Net Operating Losses

	For federal income tax purposes, as of December 31, 1994, the
Company had net operating loss carryforwards ("NOLs") of
approximately  $139,400,000 which are scheduled to expire
between 2005 and 2009. Because the Company has experienced one
or more ownership changes within the meaning of Section 382 of
the Internal Revenue Code of 1986, as amended, an annual
limitation has been imposed on the ability of the Company to
deduct the NOLs it generated prior to any date on which it
experienced an ownership change.

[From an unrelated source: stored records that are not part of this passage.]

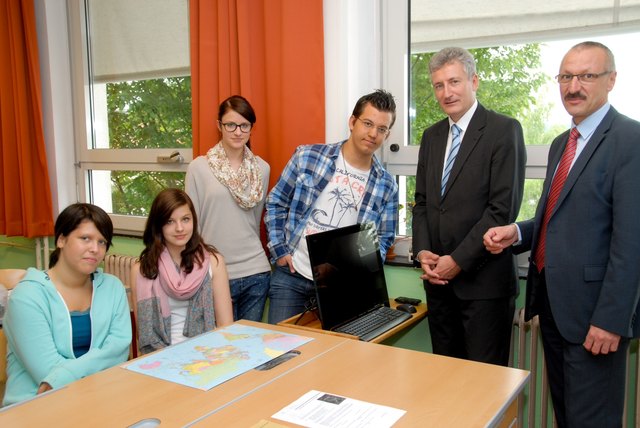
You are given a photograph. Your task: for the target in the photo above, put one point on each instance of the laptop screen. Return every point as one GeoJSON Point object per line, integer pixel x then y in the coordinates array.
{"type": "Point", "coordinates": [348, 273]}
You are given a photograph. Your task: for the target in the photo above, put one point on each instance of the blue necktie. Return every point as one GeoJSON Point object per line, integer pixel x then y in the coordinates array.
{"type": "Point", "coordinates": [455, 146]}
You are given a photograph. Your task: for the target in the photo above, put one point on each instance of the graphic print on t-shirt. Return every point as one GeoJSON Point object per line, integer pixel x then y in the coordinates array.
{"type": "Point", "coordinates": [339, 202]}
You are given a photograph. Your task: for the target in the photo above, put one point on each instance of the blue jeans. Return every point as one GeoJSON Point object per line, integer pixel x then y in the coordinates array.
{"type": "Point", "coordinates": [249, 295]}
{"type": "Point", "coordinates": [288, 294]}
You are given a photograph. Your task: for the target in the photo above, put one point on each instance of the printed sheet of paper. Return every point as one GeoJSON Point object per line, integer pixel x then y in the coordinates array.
{"type": "Point", "coordinates": [215, 357]}
{"type": "Point", "coordinates": [318, 409]}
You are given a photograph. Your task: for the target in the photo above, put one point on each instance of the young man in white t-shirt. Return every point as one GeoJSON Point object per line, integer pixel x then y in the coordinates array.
{"type": "Point", "coordinates": [326, 186]}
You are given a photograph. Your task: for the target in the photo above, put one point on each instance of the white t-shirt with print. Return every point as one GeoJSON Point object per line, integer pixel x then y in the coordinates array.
{"type": "Point", "coordinates": [337, 206]}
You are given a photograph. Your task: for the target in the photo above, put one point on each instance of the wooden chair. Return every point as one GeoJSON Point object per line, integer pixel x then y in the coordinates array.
{"type": "Point", "coordinates": [9, 278]}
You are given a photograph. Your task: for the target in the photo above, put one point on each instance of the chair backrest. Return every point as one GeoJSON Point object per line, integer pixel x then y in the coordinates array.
{"type": "Point", "coordinates": [9, 278]}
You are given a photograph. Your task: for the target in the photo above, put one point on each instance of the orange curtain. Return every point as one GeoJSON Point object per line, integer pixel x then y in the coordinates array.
{"type": "Point", "coordinates": [25, 195]}
{"type": "Point", "coordinates": [272, 53]}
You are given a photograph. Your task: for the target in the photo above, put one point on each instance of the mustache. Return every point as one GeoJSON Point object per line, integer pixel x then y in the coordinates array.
{"type": "Point", "coordinates": [575, 96]}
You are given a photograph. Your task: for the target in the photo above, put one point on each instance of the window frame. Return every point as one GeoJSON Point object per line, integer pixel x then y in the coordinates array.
{"type": "Point", "coordinates": [84, 110]}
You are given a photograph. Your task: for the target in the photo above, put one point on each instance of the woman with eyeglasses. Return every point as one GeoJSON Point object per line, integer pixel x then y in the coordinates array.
{"type": "Point", "coordinates": [228, 187]}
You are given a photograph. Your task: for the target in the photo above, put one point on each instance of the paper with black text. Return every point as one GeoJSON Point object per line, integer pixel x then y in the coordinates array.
{"type": "Point", "coordinates": [318, 409]}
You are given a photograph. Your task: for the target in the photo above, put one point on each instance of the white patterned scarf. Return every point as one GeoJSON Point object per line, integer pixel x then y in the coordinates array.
{"type": "Point", "coordinates": [245, 184]}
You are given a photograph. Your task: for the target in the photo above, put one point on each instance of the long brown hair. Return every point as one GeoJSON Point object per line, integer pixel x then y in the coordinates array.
{"type": "Point", "coordinates": [161, 209]}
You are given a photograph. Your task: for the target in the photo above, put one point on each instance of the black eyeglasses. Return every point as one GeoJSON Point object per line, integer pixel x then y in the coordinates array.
{"type": "Point", "coordinates": [231, 126]}
{"type": "Point", "coordinates": [370, 125]}
{"type": "Point", "coordinates": [582, 78]}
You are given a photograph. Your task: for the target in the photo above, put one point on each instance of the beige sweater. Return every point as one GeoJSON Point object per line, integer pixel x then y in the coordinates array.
{"type": "Point", "coordinates": [235, 232]}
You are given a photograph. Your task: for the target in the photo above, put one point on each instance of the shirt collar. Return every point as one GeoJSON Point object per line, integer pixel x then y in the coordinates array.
{"type": "Point", "coordinates": [463, 123]}
{"type": "Point", "coordinates": [588, 126]}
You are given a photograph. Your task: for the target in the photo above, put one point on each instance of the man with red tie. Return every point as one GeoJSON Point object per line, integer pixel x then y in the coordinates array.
{"type": "Point", "coordinates": [584, 275]}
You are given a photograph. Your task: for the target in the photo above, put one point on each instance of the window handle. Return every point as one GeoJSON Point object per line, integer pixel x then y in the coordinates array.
{"type": "Point", "coordinates": [174, 157]}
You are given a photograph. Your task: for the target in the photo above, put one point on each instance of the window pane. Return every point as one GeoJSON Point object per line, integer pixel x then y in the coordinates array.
{"type": "Point", "coordinates": [153, 113]}
{"type": "Point", "coordinates": [532, 192]}
{"type": "Point", "coordinates": [130, 192]}
{"type": "Point", "coordinates": [406, 196]}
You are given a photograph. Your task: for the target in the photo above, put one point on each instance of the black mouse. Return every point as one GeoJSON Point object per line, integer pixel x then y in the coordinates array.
{"type": "Point", "coordinates": [405, 307]}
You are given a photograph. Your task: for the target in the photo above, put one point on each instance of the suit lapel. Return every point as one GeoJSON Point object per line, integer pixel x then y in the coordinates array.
{"type": "Point", "coordinates": [472, 135]}
{"type": "Point", "coordinates": [438, 152]}
{"type": "Point", "coordinates": [582, 161]}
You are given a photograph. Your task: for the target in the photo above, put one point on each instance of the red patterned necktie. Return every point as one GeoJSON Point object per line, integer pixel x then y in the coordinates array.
{"type": "Point", "coordinates": [556, 187]}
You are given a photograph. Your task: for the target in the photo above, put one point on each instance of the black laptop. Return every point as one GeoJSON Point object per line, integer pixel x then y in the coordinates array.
{"type": "Point", "coordinates": [348, 275]}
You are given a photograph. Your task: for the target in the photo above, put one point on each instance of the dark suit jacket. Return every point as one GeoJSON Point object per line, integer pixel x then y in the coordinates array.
{"type": "Point", "coordinates": [484, 190]}
{"type": "Point", "coordinates": [592, 260]}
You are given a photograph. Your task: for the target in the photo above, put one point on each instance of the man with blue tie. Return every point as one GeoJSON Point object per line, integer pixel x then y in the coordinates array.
{"type": "Point", "coordinates": [470, 177]}
{"type": "Point", "coordinates": [584, 274]}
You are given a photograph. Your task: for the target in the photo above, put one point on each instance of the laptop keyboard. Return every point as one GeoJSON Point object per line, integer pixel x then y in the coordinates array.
{"type": "Point", "coordinates": [373, 324]}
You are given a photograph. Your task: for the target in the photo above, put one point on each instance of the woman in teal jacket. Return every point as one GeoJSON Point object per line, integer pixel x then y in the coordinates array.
{"type": "Point", "coordinates": [71, 320]}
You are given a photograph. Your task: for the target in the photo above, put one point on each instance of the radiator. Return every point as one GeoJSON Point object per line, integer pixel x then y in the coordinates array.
{"type": "Point", "coordinates": [526, 354]}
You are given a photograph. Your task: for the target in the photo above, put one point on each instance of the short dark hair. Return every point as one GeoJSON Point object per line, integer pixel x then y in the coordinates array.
{"type": "Point", "coordinates": [240, 105]}
{"type": "Point", "coordinates": [611, 66]}
{"type": "Point", "coordinates": [381, 100]}
{"type": "Point", "coordinates": [161, 209]}
{"type": "Point", "coordinates": [71, 217]}
{"type": "Point", "coordinates": [452, 54]}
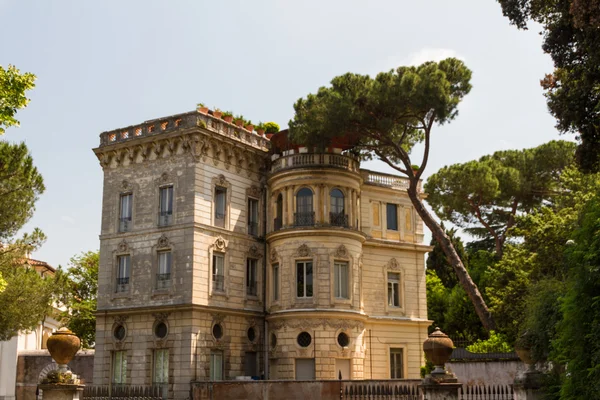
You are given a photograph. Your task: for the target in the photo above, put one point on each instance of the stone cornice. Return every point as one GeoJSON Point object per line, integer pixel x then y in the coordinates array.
{"type": "Point", "coordinates": [201, 136]}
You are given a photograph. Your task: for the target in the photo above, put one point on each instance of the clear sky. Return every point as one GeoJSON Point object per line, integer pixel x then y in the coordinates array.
{"type": "Point", "coordinates": [102, 65]}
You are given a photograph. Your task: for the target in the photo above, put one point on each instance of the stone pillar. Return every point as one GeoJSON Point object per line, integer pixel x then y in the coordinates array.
{"type": "Point", "coordinates": [61, 392]}
{"type": "Point", "coordinates": [529, 387]}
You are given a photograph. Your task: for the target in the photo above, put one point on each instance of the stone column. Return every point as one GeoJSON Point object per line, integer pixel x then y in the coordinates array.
{"type": "Point", "coordinates": [61, 392]}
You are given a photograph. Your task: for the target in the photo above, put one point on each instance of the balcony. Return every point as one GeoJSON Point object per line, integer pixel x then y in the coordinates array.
{"type": "Point", "coordinates": [304, 219]}
{"type": "Point", "coordinates": [163, 281]}
{"type": "Point", "coordinates": [303, 160]}
{"type": "Point", "coordinates": [125, 224]}
{"type": "Point", "coordinates": [165, 218]}
{"type": "Point", "coordinates": [338, 219]}
{"type": "Point", "coordinates": [122, 285]}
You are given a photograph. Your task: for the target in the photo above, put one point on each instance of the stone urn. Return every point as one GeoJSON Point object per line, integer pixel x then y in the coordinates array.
{"type": "Point", "coordinates": [63, 345]}
{"type": "Point", "coordinates": [438, 348]}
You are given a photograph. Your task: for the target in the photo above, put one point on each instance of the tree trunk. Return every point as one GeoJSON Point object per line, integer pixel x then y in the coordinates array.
{"type": "Point", "coordinates": [464, 278]}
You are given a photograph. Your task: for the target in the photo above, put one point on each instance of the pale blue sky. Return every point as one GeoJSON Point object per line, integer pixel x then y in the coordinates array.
{"type": "Point", "coordinates": [102, 65]}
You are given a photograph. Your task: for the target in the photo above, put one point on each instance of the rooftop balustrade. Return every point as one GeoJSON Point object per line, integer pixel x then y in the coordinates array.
{"type": "Point", "coordinates": [183, 121]}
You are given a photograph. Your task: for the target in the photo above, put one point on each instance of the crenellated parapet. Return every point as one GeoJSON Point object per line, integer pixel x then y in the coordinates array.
{"type": "Point", "coordinates": [202, 136]}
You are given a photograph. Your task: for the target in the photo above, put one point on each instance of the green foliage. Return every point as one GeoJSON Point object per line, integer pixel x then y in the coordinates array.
{"type": "Point", "coordinates": [496, 343]}
{"type": "Point", "coordinates": [27, 297]}
{"type": "Point", "coordinates": [271, 127]}
{"type": "Point", "coordinates": [578, 339]}
{"type": "Point", "coordinates": [80, 296]}
{"type": "Point", "coordinates": [13, 86]}
{"type": "Point", "coordinates": [484, 197]}
{"type": "Point", "coordinates": [571, 36]}
{"type": "Point", "coordinates": [20, 186]}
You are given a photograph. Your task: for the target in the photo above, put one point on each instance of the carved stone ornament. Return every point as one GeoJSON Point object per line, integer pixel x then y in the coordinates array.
{"type": "Point", "coordinates": [161, 317]}
{"type": "Point", "coordinates": [393, 264]}
{"type": "Point", "coordinates": [341, 252]}
{"type": "Point", "coordinates": [303, 251]}
{"type": "Point", "coordinates": [254, 191]}
{"type": "Point", "coordinates": [253, 252]}
{"type": "Point", "coordinates": [274, 255]}
{"type": "Point", "coordinates": [220, 244]}
{"type": "Point", "coordinates": [123, 246]}
{"type": "Point", "coordinates": [218, 318]}
{"type": "Point", "coordinates": [221, 181]}
{"type": "Point", "coordinates": [163, 241]}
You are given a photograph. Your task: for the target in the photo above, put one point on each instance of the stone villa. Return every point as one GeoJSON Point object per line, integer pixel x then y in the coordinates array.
{"type": "Point", "coordinates": [225, 253]}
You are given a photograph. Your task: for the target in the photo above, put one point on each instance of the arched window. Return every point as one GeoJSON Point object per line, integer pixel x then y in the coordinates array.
{"type": "Point", "coordinates": [279, 213]}
{"type": "Point", "coordinates": [305, 215]}
{"type": "Point", "coordinates": [337, 215]}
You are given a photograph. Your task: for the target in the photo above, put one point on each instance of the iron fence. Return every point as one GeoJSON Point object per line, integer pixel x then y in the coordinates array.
{"type": "Point", "coordinates": [119, 392]}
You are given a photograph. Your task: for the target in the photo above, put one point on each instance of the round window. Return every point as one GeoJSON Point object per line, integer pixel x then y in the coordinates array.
{"type": "Point", "coordinates": [304, 339]}
{"type": "Point", "coordinates": [251, 334]}
{"type": "Point", "coordinates": [217, 331]}
{"type": "Point", "coordinates": [161, 330]}
{"type": "Point", "coordinates": [119, 332]}
{"type": "Point", "coordinates": [343, 339]}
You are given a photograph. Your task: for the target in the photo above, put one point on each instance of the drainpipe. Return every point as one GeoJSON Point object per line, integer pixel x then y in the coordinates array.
{"type": "Point", "coordinates": [265, 324]}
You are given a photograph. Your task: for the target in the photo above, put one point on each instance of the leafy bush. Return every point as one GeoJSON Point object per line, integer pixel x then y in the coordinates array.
{"type": "Point", "coordinates": [496, 343]}
{"type": "Point", "coordinates": [271, 127]}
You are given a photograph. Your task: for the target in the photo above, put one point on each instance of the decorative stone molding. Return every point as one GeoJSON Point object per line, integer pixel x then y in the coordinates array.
{"type": "Point", "coordinates": [303, 251]}
{"type": "Point", "coordinates": [274, 255]}
{"type": "Point", "coordinates": [393, 264]}
{"type": "Point", "coordinates": [160, 317]}
{"type": "Point", "coordinates": [163, 242]}
{"type": "Point", "coordinates": [341, 252]}
{"type": "Point", "coordinates": [220, 244]}
{"type": "Point", "coordinates": [254, 252]}
{"type": "Point", "coordinates": [120, 319]}
{"type": "Point", "coordinates": [123, 247]}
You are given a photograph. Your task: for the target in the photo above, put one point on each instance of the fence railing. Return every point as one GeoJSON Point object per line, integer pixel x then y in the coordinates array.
{"type": "Point", "coordinates": [118, 392]}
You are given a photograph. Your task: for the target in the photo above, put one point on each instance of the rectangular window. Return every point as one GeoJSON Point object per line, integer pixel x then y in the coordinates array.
{"type": "Point", "coordinates": [392, 217]}
{"type": "Point", "coordinates": [251, 279]}
{"type": "Point", "coordinates": [119, 367]}
{"type": "Point", "coordinates": [163, 276]}
{"type": "Point", "coordinates": [304, 279]}
{"type": "Point", "coordinates": [125, 212]}
{"type": "Point", "coordinates": [393, 289]}
{"type": "Point", "coordinates": [216, 366]}
{"type": "Point", "coordinates": [275, 278]}
{"type": "Point", "coordinates": [218, 272]}
{"type": "Point", "coordinates": [161, 366]}
{"type": "Point", "coordinates": [253, 217]}
{"type": "Point", "coordinates": [341, 280]}
{"type": "Point", "coordinates": [396, 364]}
{"type": "Point", "coordinates": [123, 271]}
{"type": "Point", "coordinates": [220, 199]}
{"type": "Point", "coordinates": [165, 216]}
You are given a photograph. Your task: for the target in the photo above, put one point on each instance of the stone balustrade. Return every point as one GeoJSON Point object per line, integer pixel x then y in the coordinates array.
{"type": "Point", "coordinates": [182, 121]}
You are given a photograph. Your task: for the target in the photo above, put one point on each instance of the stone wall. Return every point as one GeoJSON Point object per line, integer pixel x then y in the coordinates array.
{"type": "Point", "coordinates": [35, 364]}
{"type": "Point", "coordinates": [487, 372]}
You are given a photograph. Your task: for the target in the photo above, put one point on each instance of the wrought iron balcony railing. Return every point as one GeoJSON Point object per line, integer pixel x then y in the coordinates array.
{"type": "Point", "coordinates": [163, 281]}
{"type": "Point", "coordinates": [304, 218]}
{"type": "Point", "coordinates": [218, 283]}
{"type": "Point", "coordinates": [338, 219]}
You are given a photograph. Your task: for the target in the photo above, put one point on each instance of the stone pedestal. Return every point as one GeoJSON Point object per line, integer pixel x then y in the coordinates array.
{"type": "Point", "coordinates": [61, 392]}
{"type": "Point", "coordinates": [441, 386]}
{"type": "Point", "coordinates": [529, 386]}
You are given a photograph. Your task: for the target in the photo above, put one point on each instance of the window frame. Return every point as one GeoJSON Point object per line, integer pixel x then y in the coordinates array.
{"type": "Point", "coordinates": [166, 217]}
{"type": "Point", "coordinates": [304, 262]}
{"type": "Point", "coordinates": [125, 224]}
{"type": "Point", "coordinates": [394, 349]}
{"type": "Point", "coordinates": [123, 371]}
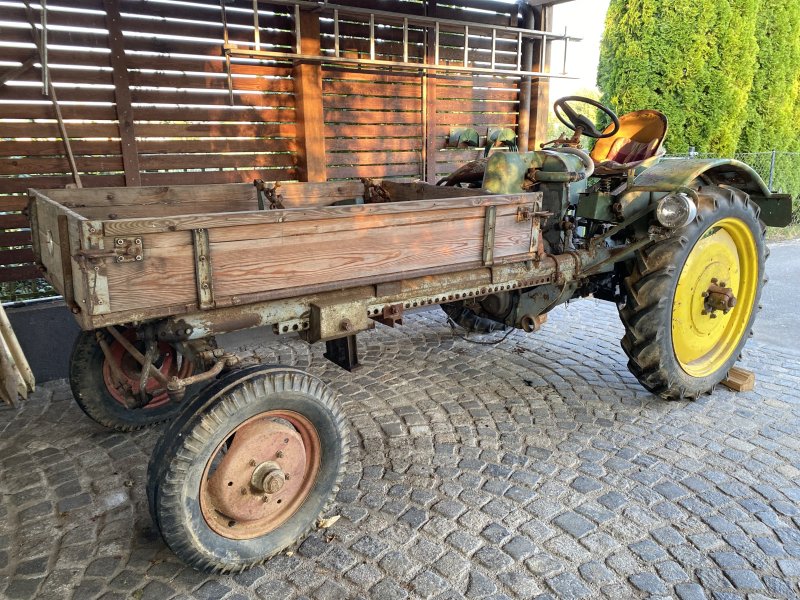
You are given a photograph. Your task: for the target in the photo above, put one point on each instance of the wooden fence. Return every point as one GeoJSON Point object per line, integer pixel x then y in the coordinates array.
{"type": "Point", "coordinates": [144, 95]}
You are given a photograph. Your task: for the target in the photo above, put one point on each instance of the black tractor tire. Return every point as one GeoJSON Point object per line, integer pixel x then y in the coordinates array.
{"type": "Point", "coordinates": [190, 443]}
{"type": "Point", "coordinates": [91, 392]}
{"type": "Point", "coordinates": [650, 290]}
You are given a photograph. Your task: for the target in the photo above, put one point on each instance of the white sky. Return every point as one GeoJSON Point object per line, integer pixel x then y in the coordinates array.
{"type": "Point", "coordinates": [584, 19]}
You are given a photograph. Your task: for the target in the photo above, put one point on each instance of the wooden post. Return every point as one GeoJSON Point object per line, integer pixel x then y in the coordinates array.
{"type": "Point", "coordinates": [540, 92]}
{"type": "Point", "coordinates": [308, 104]}
{"type": "Point", "coordinates": [122, 94]}
{"type": "Point", "coordinates": [429, 99]}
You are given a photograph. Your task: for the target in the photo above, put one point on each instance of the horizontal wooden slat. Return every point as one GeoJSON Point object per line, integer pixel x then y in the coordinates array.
{"type": "Point", "coordinates": [16, 257]}
{"type": "Point", "coordinates": [20, 273]}
{"type": "Point", "coordinates": [372, 158]}
{"type": "Point", "coordinates": [15, 238]}
{"type": "Point", "coordinates": [13, 221]}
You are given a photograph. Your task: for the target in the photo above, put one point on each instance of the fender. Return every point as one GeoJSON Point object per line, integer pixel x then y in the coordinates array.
{"type": "Point", "coordinates": [652, 184]}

The Company believes that such
annual limitation is approximately $5,500,000 and, accordingly,
that the ability of the Company to utilize annually its NOLs and
depreciation deductions attributable to its property and/or
equipment will be substantially restricted.


Liquidity

	The Company's cash and short-term investments decreased
approximately $82,000 during the first nine months of 1995.  Principal factors
affecting liquidity during the nine months ended September 30,
1995 included the operating loss discussed above plus $2,661,000
of capital expenditures for plant and nuclear fuel, payments of
$643,000 to the decommissioning trust fund and payments of
$2,385,000 for bankruptcy-related reorganization expenses. 
Partially offsetting the items listed above were non-cash
charges to income of $5,845,000 for depreciation and
amortization and $1,589,000 for accrued outage costs.

	For the quarter ending December 31, 1995, the Company expects
to use a significant amount of its cash and equivalents to fund
its share of a planned refueling outage of approximately 45 days
(assuming that the duration of the outage is forty-five days and
assuming that only refueling and routine maintenance is
performed, the decrease in cash and equivalents during the
fourth quarter of 1995 is estimated to be in the range of
$8,300,000).  This outage will reduce revenues for such quarter
and increase operating expenses and capital expenditures,
primarily for nuclear fuel.

	The cash generated from electricity sales by the Company is and
has been less than the Company's ongoing cash requirements.  The
Company expects that it will continue to incur cash deficits
until the prices at which it is able to sell its share of the
electricity generated by the Seabrook Project  increase, which
may be a number of years, if ever.  The Company intends to cover
such deficits with its cash reserves, which totalled
approximately $22,299,000 at September 30, 1995.


               PART II - OTHER INFORMATION


Item 6.  Exhibits and Reports on Form 8-K

	(a)   	See Exhibit Index
	(b)   	There were no reports on Form 8-K submitted for the
       	three months ended September 30, 1995


                        SIGNATURES

	Pursuant to the requirements of the Securities Exchange Act of
1934, the Registrant has duly caused this report to be signed on
its behalf by the undersigned thereunto duly authorized.


                                							GREAT BAY POWER CORPORATION
                                							/s/  John A. Tillinghast             
                             							     John A. Tillinghast
                                 							     President
                        							     (Principal Financial Officer)


Dated:  November 14, 1995


                       EXHIBIT INDEX

Exhibit No.	         		Description	                        			Page Number

    10.1			Services Agreement, dated as of	November 3, 1995,
           by and between PECO	Energy Company and the Company.

    10.2 		Warrant Purchase Agreement, dated as of
       				November 3, 1995, by and between PECO
       				Energy Company and the Company.

     27				Financial Data Schedule.

     99				Press Release of the Company, dated
       				November 6, 1995, with respect to the
       				Services Agreement by and between PECO
       				Energy Company and the Company.

_________________________

(1)	Confidential treatment requested as to certain portions
which are indicated by	an asterisk and filed separately with the Securities and
Exchange Commission	with an Application for Confidential Treatment pursuant to
Rule 24b-2 promulgated	under the Securities Exchange Act of 1934, as amended.